Qual é o encanto da mulher arisca?
Procede de um pai que a tratava como um biju, orientando-a a se relacionar com homens bem posicionados e se fazer de difícil, a insistência em conquistá-la comprovaria o interesse – o casamento como barganha. O que a encerraria e distanciaria da realidade do mercado, pois não se pensava em separação ao contrair núpcias. Se inevitável fosse a falência da união, a tendência seria a de não se libertar do ranço da educação.
A arisca só quer saber de ciscar, receia não ser de ninguém e ser de todo mundo. Faz-lhe bem as luzes da ribalta, mas para livrar-se dos amassos, prefere trepar no carro alegórico e mandar beijos para o seu séqüito. A despeito de toda liberdade sexual, acaba por encolher-se ao atrair o típico ardor do macho cobrir a fêmea. Reprime-se, procurando assegurar-se de que não se transformará em “laranja” de relações trânsfugas que aumentam o risco-Amor.

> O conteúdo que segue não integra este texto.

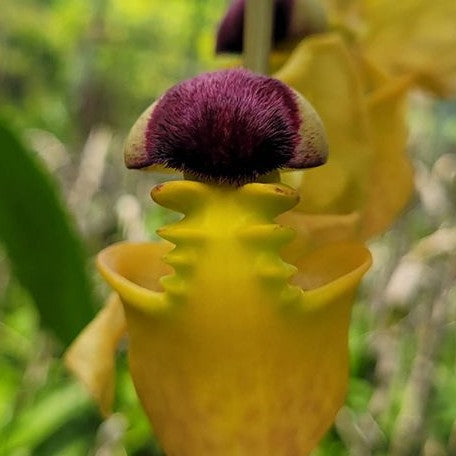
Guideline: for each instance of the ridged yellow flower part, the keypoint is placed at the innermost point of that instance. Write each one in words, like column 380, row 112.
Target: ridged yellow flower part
column 234, row 351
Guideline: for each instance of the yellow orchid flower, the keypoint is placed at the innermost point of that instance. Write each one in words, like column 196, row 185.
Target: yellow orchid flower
column 410, row 37
column 368, row 178
column 232, row 350
column 362, row 107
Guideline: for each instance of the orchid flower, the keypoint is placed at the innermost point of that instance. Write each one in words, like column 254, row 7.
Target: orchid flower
column 369, row 178
column 357, row 76
column 410, row 37
column 232, row 350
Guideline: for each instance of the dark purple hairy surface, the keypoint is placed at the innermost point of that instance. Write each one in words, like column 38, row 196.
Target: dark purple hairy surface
column 230, row 125
column 231, row 29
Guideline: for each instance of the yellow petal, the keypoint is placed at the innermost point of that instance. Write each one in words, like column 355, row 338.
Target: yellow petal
column 391, row 178
column 322, row 69
column 315, row 230
column 413, row 37
column 91, row 357
column 238, row 360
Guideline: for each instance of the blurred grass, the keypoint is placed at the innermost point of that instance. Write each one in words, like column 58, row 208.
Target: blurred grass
column 73, row 77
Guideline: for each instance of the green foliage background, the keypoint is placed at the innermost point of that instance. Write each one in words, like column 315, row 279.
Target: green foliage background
column 74, row 75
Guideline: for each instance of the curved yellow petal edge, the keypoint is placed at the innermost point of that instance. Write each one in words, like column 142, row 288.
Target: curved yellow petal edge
column 323, row 71
column 235, row 352
column 414, row 37
column 368, row 179
column 91, row 357
column 391, row 175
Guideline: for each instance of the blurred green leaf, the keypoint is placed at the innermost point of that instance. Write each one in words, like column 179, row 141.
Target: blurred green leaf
column 45, row 418
column 41, row 242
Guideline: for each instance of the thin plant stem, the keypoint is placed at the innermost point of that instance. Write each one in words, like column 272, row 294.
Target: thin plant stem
column 258, row 34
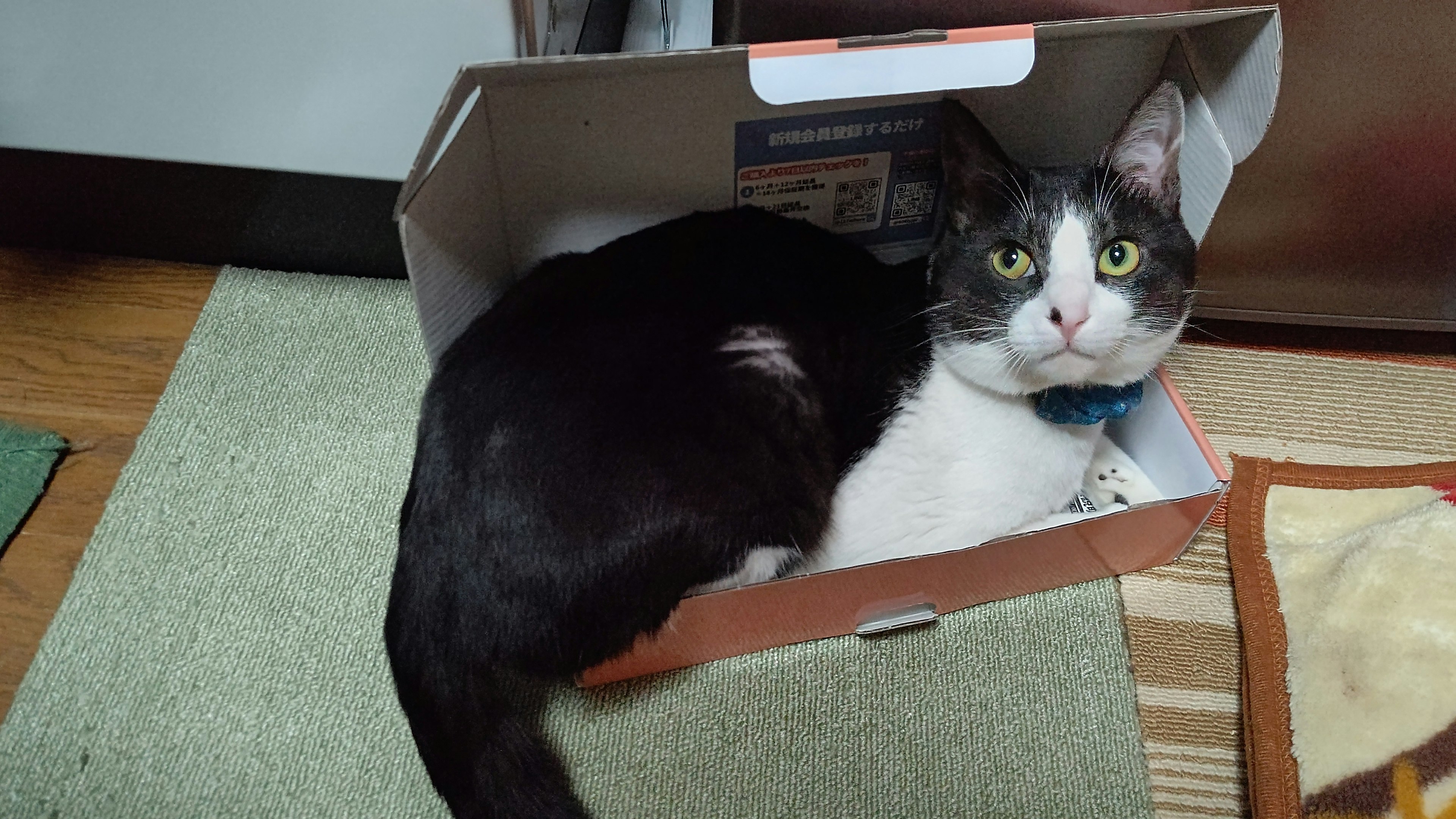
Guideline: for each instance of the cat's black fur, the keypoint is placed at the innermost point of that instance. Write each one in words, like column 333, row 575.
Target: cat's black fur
column 587, row 454
column 589, row 451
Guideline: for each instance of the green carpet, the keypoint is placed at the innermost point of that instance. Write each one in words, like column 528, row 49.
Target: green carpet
column 219, row 652
column 27, row 458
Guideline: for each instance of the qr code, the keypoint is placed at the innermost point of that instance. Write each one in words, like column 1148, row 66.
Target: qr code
column 857, row 202
column 913, row 202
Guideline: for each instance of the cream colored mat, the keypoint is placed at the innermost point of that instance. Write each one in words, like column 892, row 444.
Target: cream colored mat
column 1181, row 627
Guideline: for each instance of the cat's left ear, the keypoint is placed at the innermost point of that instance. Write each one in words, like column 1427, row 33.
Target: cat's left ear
column 1147, row 148
column 976, row 169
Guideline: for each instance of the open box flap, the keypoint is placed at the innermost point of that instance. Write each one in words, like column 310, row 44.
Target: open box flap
column 565, row 154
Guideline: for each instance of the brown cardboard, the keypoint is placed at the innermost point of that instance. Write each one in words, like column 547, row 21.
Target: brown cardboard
column 533, row 158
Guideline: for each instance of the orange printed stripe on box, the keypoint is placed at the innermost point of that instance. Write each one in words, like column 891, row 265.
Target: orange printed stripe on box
column 801, row 47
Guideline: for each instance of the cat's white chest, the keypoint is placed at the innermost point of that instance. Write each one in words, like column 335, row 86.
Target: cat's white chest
column 956, row 467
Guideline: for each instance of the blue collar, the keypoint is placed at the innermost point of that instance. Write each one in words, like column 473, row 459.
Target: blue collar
column 1087, row 404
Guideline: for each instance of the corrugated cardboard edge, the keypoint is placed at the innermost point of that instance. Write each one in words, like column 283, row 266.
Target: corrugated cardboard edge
column 797, row 610
column 1257, row 86
column 1269, row 739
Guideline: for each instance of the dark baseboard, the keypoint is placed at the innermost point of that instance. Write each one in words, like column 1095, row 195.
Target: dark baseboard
column 199, row 213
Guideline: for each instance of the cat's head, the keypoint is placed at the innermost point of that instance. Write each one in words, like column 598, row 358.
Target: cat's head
column 1062, row 276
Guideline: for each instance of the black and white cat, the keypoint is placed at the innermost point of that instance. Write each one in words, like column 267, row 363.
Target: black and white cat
column 726, row 397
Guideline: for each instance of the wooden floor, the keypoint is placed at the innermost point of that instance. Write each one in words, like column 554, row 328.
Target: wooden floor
column 86, row 346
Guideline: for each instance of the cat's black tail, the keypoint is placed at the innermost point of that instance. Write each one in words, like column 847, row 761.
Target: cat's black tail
column 477, row 735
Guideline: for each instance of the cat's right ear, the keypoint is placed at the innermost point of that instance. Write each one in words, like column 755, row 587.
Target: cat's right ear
column 976, row 168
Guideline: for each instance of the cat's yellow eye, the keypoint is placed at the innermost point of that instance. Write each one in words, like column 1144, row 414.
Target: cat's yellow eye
column 1119, row 259
column 1011, row 261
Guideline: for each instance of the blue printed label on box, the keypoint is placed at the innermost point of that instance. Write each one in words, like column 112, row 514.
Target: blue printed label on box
column 873, row 176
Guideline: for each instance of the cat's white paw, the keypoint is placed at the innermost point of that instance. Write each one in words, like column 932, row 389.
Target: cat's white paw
column 1114, row 479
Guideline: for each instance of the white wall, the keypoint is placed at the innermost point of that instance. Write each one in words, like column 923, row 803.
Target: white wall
column 328, row 86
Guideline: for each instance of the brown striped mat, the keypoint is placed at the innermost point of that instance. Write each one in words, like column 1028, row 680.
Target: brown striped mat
column 1356, row 410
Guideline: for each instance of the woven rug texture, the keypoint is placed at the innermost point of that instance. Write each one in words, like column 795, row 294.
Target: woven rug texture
column 1181, row 627
column 219, row 652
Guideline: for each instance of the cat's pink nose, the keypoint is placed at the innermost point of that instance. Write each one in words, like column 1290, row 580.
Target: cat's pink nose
column 1069, row 321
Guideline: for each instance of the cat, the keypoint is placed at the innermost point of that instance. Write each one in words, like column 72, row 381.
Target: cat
column 724, row 397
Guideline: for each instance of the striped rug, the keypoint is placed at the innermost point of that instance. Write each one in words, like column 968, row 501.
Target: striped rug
column 1357, row 410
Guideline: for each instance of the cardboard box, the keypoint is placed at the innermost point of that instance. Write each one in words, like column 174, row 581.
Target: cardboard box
column 533, row 158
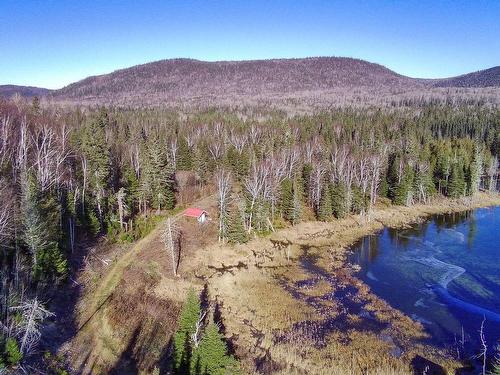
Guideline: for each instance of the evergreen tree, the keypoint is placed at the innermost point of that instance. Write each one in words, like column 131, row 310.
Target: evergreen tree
column 475, row 172
column 325, row 211
column 12, row 353
column 236, row 231
column 184, row 156
column 96, row 150
column 424, row 185
column 189, row 316
column 158, row 183
column 404, row 191
column 306, row 178
column 296, row 212
column 339, row 200
column 211, row 355
column 360, row 201
column 287, row 199
column 40, row 223
column 456, row 185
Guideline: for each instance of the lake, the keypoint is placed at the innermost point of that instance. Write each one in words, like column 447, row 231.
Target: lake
column 444, row 272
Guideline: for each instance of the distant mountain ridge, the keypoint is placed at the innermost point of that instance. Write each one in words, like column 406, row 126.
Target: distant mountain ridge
column 7, row 91
column 318, row 82
column 482, row 78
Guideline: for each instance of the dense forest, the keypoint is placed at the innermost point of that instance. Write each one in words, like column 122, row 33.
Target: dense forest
column 73, row 175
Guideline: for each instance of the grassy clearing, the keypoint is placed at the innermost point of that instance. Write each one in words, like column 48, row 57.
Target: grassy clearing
column 252, row 284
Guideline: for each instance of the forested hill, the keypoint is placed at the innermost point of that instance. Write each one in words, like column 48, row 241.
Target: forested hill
column 483, row 78
column 191, row 79
column 7, row 91
column 311, row 82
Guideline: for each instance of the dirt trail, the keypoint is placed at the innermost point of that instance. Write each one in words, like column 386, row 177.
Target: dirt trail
column 264, row 307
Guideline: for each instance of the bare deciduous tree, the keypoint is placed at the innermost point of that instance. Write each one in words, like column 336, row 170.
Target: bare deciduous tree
column 223, row 179
column 171, row 234
column 28, row 329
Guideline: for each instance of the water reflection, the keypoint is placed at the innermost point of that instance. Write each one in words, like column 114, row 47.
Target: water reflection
column 444, row 272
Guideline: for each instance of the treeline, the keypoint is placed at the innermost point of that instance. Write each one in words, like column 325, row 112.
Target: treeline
column 199, row 346
column 70, row 175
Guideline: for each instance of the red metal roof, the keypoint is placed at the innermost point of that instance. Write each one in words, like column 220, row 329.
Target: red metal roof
column 194, row 212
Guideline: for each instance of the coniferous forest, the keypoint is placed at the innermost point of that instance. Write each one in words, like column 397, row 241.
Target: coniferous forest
column 72, row 176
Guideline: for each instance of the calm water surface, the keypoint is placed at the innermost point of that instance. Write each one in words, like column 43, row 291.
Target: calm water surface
column 444, row 273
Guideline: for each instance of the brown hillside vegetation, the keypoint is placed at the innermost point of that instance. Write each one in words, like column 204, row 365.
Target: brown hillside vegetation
column 8, row 91
column 273, row 326
column 482, row 78
column 306, row 83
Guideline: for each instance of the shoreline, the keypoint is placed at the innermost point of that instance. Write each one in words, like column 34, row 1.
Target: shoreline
column 315, row 233
column 275, row 267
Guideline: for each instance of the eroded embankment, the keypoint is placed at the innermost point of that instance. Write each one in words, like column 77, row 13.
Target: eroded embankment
column 302, row 311
column 289, row 302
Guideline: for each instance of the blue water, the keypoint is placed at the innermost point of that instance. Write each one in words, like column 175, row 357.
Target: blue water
column 444, row 272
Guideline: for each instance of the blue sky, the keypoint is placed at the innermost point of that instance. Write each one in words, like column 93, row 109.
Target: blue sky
column 51, row 43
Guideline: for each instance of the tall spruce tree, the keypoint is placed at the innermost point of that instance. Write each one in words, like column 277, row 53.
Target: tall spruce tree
column 404, row 191
column 287, row 199
column 96, row 150
column 40, row 219
column 211, row 356
column 158, row 176
column 236, row 231
column 190, row 315
column 475, row 171
column 339, row 200
column 325, row 211
column 456, row 184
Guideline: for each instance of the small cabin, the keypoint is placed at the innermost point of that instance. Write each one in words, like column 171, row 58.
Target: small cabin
column 197, row 213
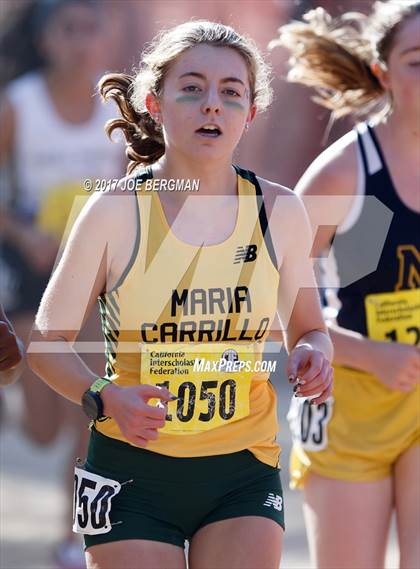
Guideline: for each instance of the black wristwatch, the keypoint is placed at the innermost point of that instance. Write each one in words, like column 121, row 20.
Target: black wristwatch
column 92, row 403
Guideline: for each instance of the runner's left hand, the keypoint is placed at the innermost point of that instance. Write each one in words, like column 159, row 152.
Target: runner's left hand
column 311, row 372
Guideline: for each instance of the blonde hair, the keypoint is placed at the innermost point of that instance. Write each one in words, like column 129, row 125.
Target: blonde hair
column 144, row 139
column 334, row 55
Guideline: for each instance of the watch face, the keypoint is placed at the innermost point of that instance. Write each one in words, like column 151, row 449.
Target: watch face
column 90, row 405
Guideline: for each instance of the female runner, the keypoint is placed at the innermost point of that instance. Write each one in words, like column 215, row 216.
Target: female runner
column 188, row 285
column 357, row 454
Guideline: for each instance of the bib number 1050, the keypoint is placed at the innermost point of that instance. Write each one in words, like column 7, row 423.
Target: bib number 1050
column 92, row 502
column 221, row 399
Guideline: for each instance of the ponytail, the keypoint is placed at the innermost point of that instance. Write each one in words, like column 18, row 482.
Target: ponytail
column 143, row 136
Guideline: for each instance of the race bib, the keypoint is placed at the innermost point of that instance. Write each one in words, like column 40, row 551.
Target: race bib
column 309, row 423
column 212, row 383
column 394, row 316
column 92, row 502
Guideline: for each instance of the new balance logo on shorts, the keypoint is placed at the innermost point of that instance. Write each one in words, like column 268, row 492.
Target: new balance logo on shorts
column 245, row 254
column 274, row 500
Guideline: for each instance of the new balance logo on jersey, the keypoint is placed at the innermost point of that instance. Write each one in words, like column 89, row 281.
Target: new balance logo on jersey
column 275, row 501
column 245, row 254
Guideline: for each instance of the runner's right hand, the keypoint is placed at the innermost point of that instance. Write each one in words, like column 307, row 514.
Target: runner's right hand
column 396, row 365
column 138, row 421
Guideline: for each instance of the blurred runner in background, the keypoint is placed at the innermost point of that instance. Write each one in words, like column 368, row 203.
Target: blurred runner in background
column 358, row 454
column 11, row 352
column 51, row 140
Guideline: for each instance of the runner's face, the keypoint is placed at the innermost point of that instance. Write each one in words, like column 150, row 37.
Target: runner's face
column 403, row 75
column 206, row 86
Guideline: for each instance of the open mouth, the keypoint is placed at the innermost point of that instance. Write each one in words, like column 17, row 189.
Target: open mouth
column 209, row 131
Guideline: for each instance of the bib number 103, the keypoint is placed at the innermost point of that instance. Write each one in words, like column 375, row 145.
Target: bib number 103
column 220, row 397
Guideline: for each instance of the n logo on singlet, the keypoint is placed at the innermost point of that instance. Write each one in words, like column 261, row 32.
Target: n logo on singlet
column 275, row 501
column 245, row 254
column 409, row 269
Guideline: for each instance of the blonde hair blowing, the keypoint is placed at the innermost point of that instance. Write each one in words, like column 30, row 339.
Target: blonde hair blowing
column 334, row 56
column 144, row 140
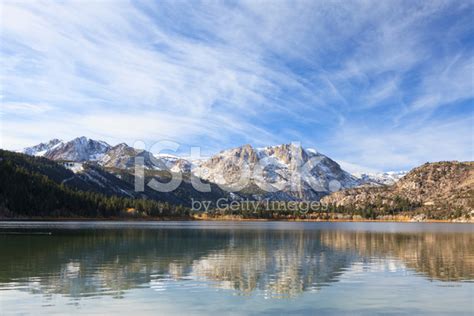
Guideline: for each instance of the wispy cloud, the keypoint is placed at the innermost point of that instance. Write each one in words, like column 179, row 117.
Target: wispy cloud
column 220, row 74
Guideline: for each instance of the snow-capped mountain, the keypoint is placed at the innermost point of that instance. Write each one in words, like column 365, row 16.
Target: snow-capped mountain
column 282, row 172
column 123, row 156
column 175, row 163
column 300, row 173
column 381, row 178
column 79, row 149
column 42, row 148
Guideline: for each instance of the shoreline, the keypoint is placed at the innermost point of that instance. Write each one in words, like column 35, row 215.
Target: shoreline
column 185, row 219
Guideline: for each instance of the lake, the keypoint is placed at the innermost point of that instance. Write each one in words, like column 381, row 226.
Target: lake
column 235, row 268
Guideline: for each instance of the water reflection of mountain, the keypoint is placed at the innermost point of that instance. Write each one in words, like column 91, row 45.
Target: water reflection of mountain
column 279, row 263
column 440, row 256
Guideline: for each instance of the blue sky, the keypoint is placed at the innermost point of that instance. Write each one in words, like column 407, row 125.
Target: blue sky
column 375, row 85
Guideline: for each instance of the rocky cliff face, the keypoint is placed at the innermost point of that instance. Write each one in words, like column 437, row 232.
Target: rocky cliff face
column 78, row 149
column 432, row 187
column 287, row 170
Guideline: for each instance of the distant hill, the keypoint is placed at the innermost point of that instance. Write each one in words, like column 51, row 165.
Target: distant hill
column 436, row 190
column 39, row 187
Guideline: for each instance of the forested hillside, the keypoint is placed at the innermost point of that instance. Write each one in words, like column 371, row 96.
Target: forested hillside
column 34, row 187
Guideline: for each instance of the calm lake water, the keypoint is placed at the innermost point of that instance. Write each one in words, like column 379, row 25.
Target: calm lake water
column 235, row 268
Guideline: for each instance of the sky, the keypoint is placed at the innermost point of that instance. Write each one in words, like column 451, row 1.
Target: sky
column 375, row 85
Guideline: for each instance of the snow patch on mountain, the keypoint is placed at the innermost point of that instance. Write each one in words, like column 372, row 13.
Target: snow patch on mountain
column 380, row 178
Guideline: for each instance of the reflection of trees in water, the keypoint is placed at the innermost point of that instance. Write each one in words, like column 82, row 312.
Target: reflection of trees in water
column 441, row 256
column 108, row 262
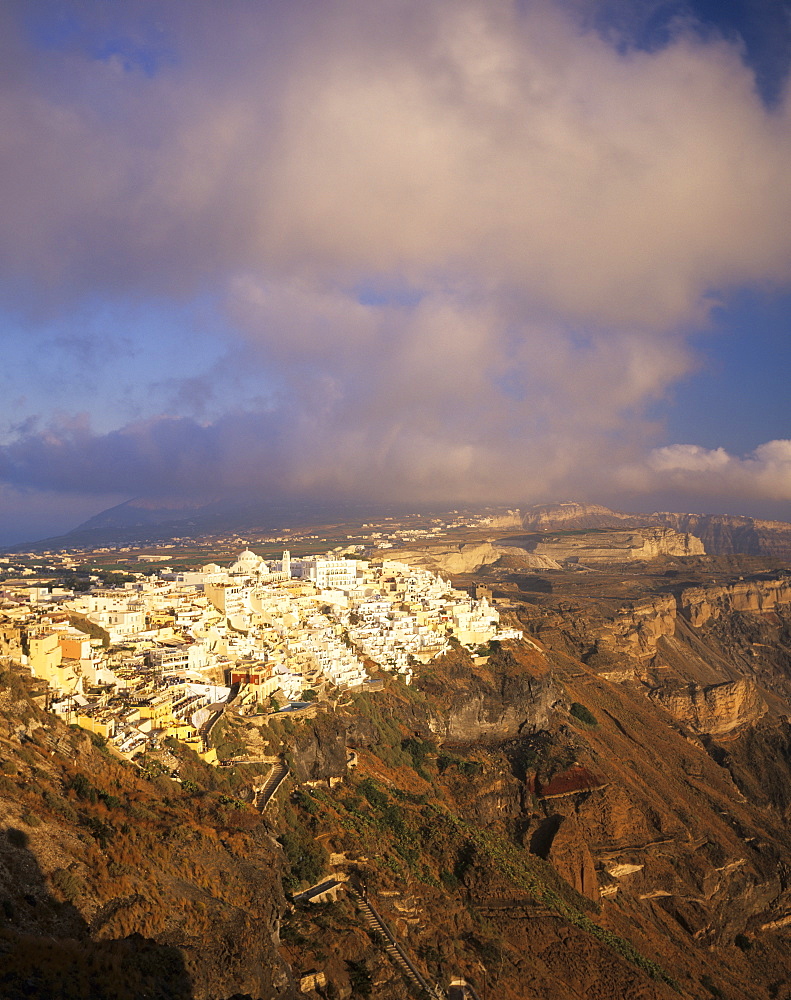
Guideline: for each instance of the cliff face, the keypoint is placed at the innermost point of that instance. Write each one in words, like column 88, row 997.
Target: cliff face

Ariscas são também notórias por fugirem logo que se apercebam de que estão no seu encalço. Com seus olhos de gazela, espreitam o mundo à sua volta, assustadas. Parece que soam sirenes avisando do ataque inimigo ao menor sinal de uma lábia em verso e prosa. Se pudesse, a gazela se abrigaria atrás do sol, onde ninguém espera encontrá-la. A salvo dos raios solares que tornam o amor uma ilusão de ótica. O que dá margem a levantar suspeitas de que afinal aprendeu a se proteger e de que deseja evitar queimar-se, uma vez que sua pele é extremamente sensível, incompatível com o bronzeado que cega as mentes atraídas pelas facilidades do crediário da beleza.
Não é pecado deixar de carimbar o leito que nos repousa. Mas não se vive impunemente a brincar com o amor, à burocracia do já não tenho mais idade para mexer nessas coisas, a entregar os pontos por conta de algo que não dará conta. Senão a arisca corre o risco de virar uma Barbie. Por que tamanho medo da mitologia que cerca o amor? Apenas por ser puro, lírico, repentino, esfuziante, arrebatador, perturbador, cortante, distante, quase inalcançável?
Parece uma maravilhosa criança de nariz empinado, com ar de santa. Exerce um fascínio irresistível por reafirmar a desproteção de que se reveste e tenta esconder. Quanto mais esquiva e desconfiada, melhor para entrelaçar destinos. Sobretudo quando não confessar jamais haver amado alguém numa dimensão transcendental.
Por guardar um único e verdadeiro temor: as avarias generalizadas que a caça pode desencadear no caçador. Em virtude da intempestividade do romântico, que vira o jogo e faz prevalecer o sentimento sobre a razão, a imaginação sobre o espírito crítico. Há que se manter a uma distância segura do que ele interpreta como sentimentalismo visionário e sonhador, desprovido do senso de realidade. Há que se manter a uma distância crítica da paixão, que o faz perder contato com a realidade prosaica e cotidiana. Há que evitar os desatinos cometidos em nome do amor.
A arisca faz pensar e imobiliza. Palavras de Cupido.